Katarina Johnson-Thompson will be one of only 50 track and field athletes at the Paris Olympics allowed to use the same iconic dressing room as France’s 1998 World Cup winners, the Guardian can reveal.
The home changing room at the Stade de France is regarded as an inner sanctum of French sport, with the shirts worn by the stars of that famous team, including Zinedine Zidane and Thierry Henry, still hanging on its walls.
Now organisers hope that by making it available to just the 25 decathletes and 25 heptathletes in Paris – out of 1,810 athletes overall – it will inspire France’s world record‑holder, Kevin Mayer, to win a decathlon gold medal. And, as a result, will spark renewed interest in athletics in France.
The plan is the brainchild of Alain Blondel, the sports manager for athletics at Paris 2024 and a former European champion decathlete, who told the Guardian that he wanted to link France’s football success 26 years ago with their Olympic ambitions over the next fortnight.
“It was at the end of the 90s that French sports people started to understand that it was possible to win,” Blondel said. “That was a switch for many of us. And that if the football team were able to do it, why not us? And that’s the link that we would like to have.
“This stadium is made for ball sports, for football and rugby. And while there are lots of changing rooms, there are two big ones in the central part of the stadium – and one will be dedicated to the combined events.”
The news – which until now has been a closely guarded secret – means that Team GB’s heptathlon world champion Johnson-Thompson, who is a huge football fan, will also get the unique opportunity to use the dressing room when she bids for her first Olympic medal along with Britain’s other heptathlete, Jade O’Dowda. To be fit for the Games Johnson-Thompson has undergone a number of painkilling injections in her troublesome achilles, which she said on Sunday “seems to have settled down now”.

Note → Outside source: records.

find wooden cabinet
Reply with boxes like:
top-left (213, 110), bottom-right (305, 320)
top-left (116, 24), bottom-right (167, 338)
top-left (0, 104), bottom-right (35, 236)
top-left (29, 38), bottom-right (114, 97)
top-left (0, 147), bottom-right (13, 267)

Blondel said: “The only athlete we have told about this is Kevin Mayer, but we need to have history and to have stories. And it’s a part of our storytelling to offer some athletes the opportunity to be in this museum – well, it should not be a museum because it’s a place that needs to live, but it’s a part of history. So guys, you’re a part of history like those guys nearly 30 years ago.”
Blondel also confirmed that the Paris 2024 programme had been deliberately structured so that Mayer and the European championship bronze medallist Makenson Gletty would compete at the start of the track and field programme to build momentum for the French team.
“It was important for me to start with the decathlon,” he said. “So a year ago we discussed with World Athletics about having Kevin, the main medal possibility for France, going first. The decathlon is a show and our aim is to bring the mood and the goodwill in the stadium from the first morning, and it will be like a wheel rolling and rolling until the end of the competition.”